There is a quiet epidemic of autism sweeping our nation’s children. The latest CDC statistics show a 15% increase in incidences of autism since 2014. That’s one in 59 children that have the disorder. The president of Autism Speaks stated the need for, “a significant increase in life-enhancing research and access to high-quality services for people with autism across the spectrum and throughout their lifespan.”

Given the increasing prevalence of autism cases in children, and difficulties inherent in diagnosing the disease, let’s look at some of the generally accepted signs of autism, as well as the causes behind the disorder.

What is Autism?

The Mayo Clinic says:

Autism spectrum disorder is a condition related to brain development that impacts how a person perceives and socializes with others, causing problems in social interaction and communication.

The idea of a “spectrum” of the disease references the wide variety and severity of symptoms. The disorder begins in childhood and there is currently no cure for the disorder.

What Causes Autism?

The short answer is we simply do not know. Current research suggests external factors trigger a genetic tendency toward autism.

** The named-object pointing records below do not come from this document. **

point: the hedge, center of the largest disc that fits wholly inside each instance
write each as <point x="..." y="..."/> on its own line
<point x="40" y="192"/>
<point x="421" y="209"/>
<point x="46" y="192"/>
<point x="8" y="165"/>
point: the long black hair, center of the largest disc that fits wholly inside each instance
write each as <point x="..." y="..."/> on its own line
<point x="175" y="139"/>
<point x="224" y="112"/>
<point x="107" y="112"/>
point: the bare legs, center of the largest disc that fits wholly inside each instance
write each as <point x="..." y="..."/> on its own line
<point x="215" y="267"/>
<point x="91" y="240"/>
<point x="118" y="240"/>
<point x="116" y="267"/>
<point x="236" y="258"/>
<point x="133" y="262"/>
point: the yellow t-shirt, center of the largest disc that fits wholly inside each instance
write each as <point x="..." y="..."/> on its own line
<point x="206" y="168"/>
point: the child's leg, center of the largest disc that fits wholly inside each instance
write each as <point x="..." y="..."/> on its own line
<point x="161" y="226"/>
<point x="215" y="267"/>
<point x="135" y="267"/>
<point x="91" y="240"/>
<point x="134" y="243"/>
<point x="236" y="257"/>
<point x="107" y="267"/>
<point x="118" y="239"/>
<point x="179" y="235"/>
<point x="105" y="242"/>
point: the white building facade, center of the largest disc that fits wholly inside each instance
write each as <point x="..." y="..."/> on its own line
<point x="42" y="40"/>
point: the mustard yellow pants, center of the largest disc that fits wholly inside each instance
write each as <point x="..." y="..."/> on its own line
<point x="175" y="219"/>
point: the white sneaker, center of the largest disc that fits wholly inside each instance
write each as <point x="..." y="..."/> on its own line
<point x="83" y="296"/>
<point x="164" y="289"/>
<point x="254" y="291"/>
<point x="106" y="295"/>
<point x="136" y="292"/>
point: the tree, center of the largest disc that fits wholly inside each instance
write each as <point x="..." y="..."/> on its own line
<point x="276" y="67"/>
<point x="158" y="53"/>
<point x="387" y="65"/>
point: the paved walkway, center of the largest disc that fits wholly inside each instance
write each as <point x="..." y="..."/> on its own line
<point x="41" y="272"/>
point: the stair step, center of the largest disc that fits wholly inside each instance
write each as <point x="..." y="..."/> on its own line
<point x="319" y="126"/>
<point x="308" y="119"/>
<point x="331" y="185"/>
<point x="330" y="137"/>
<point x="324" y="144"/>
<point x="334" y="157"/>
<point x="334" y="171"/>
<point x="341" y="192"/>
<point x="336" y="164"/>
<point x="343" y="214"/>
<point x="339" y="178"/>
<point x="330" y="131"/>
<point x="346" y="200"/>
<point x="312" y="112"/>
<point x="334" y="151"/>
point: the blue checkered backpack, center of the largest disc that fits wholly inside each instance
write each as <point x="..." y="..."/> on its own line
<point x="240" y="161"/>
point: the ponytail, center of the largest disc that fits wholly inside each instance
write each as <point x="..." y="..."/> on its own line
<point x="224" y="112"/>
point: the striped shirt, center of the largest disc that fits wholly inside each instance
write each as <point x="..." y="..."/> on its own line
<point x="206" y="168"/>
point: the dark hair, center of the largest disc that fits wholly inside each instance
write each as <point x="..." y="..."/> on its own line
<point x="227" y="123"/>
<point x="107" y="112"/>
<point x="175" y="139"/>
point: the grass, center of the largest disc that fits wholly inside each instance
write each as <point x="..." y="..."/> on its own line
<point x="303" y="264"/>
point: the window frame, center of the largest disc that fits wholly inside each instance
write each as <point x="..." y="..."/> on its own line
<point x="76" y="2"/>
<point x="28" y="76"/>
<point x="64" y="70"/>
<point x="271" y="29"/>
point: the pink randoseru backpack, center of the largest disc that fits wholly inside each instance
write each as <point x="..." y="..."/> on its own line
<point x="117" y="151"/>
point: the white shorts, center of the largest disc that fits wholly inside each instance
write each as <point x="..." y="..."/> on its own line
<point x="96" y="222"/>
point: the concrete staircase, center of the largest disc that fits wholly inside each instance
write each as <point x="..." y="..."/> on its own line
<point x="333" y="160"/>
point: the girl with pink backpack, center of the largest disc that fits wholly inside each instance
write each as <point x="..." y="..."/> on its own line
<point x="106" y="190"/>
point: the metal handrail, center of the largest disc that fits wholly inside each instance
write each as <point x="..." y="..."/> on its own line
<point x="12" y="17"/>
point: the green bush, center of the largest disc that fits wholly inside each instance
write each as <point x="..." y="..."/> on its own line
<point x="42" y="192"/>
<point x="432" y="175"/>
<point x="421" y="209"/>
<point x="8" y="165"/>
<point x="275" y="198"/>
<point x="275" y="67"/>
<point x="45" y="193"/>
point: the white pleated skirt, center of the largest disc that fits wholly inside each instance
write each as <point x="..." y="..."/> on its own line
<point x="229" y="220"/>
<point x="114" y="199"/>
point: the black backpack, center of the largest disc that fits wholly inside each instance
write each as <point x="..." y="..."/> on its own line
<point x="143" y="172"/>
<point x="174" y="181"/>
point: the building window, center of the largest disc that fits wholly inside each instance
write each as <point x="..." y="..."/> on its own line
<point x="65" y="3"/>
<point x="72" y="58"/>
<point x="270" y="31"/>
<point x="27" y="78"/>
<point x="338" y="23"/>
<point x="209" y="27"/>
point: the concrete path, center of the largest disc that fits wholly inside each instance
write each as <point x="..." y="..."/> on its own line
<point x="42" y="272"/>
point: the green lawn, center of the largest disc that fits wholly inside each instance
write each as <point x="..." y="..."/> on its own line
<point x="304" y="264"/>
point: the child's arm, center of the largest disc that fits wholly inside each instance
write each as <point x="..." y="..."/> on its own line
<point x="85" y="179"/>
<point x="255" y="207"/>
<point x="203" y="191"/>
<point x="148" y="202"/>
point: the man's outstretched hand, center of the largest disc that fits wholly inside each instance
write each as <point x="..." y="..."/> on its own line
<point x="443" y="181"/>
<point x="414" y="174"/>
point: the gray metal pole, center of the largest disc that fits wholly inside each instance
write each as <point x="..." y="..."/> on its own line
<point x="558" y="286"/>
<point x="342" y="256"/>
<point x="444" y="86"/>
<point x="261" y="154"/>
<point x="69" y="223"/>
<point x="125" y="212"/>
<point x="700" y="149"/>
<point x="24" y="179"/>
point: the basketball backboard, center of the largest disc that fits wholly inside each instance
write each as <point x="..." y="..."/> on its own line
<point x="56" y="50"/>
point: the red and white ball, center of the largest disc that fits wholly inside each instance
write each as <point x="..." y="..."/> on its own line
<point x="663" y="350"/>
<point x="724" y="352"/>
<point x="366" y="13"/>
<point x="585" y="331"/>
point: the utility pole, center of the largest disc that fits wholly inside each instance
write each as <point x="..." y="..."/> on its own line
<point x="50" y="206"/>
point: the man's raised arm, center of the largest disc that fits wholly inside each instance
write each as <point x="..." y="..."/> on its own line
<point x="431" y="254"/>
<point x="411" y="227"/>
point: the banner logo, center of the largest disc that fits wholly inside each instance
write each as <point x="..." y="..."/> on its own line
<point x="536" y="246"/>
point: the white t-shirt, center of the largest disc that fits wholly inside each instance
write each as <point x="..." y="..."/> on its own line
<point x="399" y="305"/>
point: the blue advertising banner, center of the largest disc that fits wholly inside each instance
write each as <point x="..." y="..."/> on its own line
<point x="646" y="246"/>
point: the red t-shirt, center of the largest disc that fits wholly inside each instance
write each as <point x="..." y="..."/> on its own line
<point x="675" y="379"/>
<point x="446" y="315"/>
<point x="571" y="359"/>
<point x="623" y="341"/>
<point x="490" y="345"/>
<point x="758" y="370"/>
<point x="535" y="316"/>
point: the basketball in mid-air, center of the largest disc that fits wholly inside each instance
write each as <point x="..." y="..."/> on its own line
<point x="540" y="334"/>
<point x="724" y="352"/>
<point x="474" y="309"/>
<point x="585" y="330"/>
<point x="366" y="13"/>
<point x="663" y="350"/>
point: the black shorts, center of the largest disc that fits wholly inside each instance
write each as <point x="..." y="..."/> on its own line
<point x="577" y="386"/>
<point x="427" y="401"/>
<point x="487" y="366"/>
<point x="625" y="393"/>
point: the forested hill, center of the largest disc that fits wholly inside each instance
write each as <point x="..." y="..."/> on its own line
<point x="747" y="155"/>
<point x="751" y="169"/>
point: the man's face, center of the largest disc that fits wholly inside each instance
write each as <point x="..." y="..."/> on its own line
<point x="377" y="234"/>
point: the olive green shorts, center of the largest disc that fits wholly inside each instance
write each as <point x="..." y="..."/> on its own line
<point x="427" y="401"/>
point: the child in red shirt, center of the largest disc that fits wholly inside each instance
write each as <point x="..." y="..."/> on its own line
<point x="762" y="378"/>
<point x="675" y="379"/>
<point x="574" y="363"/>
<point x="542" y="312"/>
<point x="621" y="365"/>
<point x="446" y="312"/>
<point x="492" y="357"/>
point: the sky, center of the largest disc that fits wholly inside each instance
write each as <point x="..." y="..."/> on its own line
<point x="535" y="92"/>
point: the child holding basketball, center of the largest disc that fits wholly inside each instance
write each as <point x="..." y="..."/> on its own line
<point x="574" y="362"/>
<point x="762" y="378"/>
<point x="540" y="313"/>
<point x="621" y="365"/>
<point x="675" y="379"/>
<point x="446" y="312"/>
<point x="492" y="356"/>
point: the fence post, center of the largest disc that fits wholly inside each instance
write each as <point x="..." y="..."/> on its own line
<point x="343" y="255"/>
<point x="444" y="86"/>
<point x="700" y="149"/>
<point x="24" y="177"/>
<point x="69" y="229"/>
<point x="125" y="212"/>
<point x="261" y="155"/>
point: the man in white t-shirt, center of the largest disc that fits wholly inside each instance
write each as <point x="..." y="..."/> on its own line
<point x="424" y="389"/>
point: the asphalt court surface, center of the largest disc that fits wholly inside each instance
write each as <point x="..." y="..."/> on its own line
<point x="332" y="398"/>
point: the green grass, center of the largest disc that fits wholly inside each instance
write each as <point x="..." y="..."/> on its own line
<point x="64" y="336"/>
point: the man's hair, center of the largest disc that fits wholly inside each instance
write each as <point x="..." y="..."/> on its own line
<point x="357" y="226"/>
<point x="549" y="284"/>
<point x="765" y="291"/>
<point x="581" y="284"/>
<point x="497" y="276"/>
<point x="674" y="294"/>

Brain scans in afflicted children show they have different structural components to their brain, but this has not been correlated as the cause of autism.

Some genetic conditions have potentially been connected to autism. To date, the cause of the disease has not been connected to the chemicals in vaccines, although the rumor circulates periodically on the internet.

Families with one child with autism spectrum disorder have a higher risk of having another child with the disorder. Boys are about four times more likely to have the disease than girls. There may also be a link to the age of the parents and the chance of autism.

Signs of Autism

GoodTherapy cites the DSM-5, which calls autism a “communication disorder.” These symptoms show up in childhood and can include:

  • Difficulty with human communication.
  • Challenges with abstract concepts or context.
  • The inability or difficulty in following social norms such as listening or taking turns in a group.
  • Avoidance of crowds or groups.
  • Trouble completing tasks at work or school.
  • Repetitive behaviors, which are called “stimming.” These could include spinning or rocking.
  • A focus on routines.
  • Severe dislike of changes in routines.
  • Over- or under-responsiveness to sensory stimulation.
  • Coordination problems or odd body movements such as walking on their toes.
  • Is highly sensitive to sound, touch or light.
  • May be indifferent to temperature or pain.

Children with autism may fail to respond to their names. They may not be able to make eye contact, lack facial expression and prefer to play alone. These children may not speak or their ability to speak may be delayed. Other symptoms could include:

  • May speak in a singsong tone or a monotone.
  • Doesn’t express emotions or feelings.
  • Doesn’t want to be touched or hugged.
  • Disrupts social settings by acting aggressively or passively.
  • Cannot interpret other people’s body language, facial expression or tone of voice.

There is no way to prevent autism disorder. However, intensive therapeutic treatment can help the child struggling with the disorder. Making an early diagnosis of the disease can help parents cope while positively affecting health outcomes as the child ages.